Purpose of the Study:

  • To investigate the functional mechanisms of RUNX1 in promoting angiogenesis at the protein level.
  • To identify downstream protein targets of RUNX1 involved in retinal pathological angiogenesis.
  • To evaluate RUNX1 inhibition as a therapeutic strategy for retinal angiogenesis.

Main Methods:

  • Utilized oxygen-induced retinopathy (OIR) and RUNX1 inhibition models in mice.
  • Analyzed retinal proteomes using liquid chromatography-tandem mass spectrometry (LC-MS/MS) in Data-Independent Acquisition (DIA) mode.
  • Conducted in vitro experiments to assess the impact of von Willebrand factor (vWF) on endothelial cell migration and sprouting.

Main Results:

  • Identified 465 differentially expressed proteins (DEPs), with 295 upregulated and 170 downregulated.
  • Bioinformatic analysis highlighted enrichment in pathways like ECM-receptor interaction and focal adhesion.
  • RUNX1 inhibition reversed the dysregulation of 57 proteins, strongly associated with ECM-receptor interaction signaling.

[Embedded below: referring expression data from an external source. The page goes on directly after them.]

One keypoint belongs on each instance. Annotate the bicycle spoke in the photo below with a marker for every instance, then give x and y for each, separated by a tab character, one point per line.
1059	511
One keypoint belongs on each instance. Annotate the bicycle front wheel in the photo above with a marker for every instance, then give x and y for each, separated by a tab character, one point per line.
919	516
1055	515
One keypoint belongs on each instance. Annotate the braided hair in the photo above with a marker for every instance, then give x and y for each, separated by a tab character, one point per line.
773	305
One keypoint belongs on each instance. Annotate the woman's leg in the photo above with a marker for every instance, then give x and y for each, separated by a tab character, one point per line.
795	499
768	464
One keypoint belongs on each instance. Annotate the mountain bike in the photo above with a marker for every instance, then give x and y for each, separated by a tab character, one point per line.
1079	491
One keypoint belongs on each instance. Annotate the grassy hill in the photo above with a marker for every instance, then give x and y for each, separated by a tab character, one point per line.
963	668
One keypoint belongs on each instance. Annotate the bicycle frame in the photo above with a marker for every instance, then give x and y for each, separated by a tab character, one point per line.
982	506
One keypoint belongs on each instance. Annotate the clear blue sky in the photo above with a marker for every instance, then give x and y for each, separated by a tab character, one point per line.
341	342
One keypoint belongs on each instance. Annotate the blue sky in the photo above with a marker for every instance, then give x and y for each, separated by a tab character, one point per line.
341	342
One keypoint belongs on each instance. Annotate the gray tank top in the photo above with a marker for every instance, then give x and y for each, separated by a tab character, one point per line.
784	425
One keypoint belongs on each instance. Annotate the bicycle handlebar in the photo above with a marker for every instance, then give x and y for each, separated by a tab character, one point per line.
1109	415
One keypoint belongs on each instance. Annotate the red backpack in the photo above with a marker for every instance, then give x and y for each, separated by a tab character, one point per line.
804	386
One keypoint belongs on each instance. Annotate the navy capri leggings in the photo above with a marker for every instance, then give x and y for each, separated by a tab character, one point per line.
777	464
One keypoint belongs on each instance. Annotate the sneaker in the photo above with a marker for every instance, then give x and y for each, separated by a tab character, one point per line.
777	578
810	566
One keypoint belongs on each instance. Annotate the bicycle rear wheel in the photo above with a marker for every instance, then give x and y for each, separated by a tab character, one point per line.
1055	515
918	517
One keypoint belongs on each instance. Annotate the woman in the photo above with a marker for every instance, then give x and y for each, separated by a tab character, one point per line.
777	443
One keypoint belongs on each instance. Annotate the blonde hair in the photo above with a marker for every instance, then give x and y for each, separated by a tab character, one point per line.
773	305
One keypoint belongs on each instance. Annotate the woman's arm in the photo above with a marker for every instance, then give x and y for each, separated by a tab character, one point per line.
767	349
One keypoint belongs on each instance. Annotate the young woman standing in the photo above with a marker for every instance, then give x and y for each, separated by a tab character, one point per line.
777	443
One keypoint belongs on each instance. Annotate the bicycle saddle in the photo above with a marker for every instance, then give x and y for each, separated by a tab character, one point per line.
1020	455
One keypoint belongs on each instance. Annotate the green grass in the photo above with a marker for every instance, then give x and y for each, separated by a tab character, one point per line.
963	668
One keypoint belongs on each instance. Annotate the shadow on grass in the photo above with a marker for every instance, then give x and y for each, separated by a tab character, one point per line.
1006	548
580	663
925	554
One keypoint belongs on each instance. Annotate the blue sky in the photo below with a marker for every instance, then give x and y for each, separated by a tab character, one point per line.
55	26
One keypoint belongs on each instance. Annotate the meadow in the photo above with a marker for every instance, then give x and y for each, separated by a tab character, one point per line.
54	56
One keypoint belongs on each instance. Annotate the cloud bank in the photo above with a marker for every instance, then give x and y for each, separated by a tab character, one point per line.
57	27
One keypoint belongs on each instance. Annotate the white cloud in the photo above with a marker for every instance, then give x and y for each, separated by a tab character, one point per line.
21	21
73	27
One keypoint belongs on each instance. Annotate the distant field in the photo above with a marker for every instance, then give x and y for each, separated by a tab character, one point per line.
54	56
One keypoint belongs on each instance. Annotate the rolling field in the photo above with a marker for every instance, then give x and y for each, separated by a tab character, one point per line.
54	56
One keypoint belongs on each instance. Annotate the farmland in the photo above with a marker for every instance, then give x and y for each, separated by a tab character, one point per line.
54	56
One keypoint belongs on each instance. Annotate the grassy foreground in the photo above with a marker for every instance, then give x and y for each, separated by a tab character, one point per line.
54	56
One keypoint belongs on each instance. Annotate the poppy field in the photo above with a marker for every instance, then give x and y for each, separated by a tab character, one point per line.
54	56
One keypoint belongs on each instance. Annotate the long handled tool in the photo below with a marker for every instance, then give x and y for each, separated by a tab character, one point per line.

Von Willebrand factor (vWF) was identified as a downstream target of RUNX1.

Conclusions:

  • RUNX1 plays a significant role in retinal pathological angiogenesis.
  • RUNX1's pro-angiogenic effects are mediated through the von Willebrand factor (vWF) axis.
  • RUNX1 represents a promising therapeutic target for treating retinal pathological angiogenesis.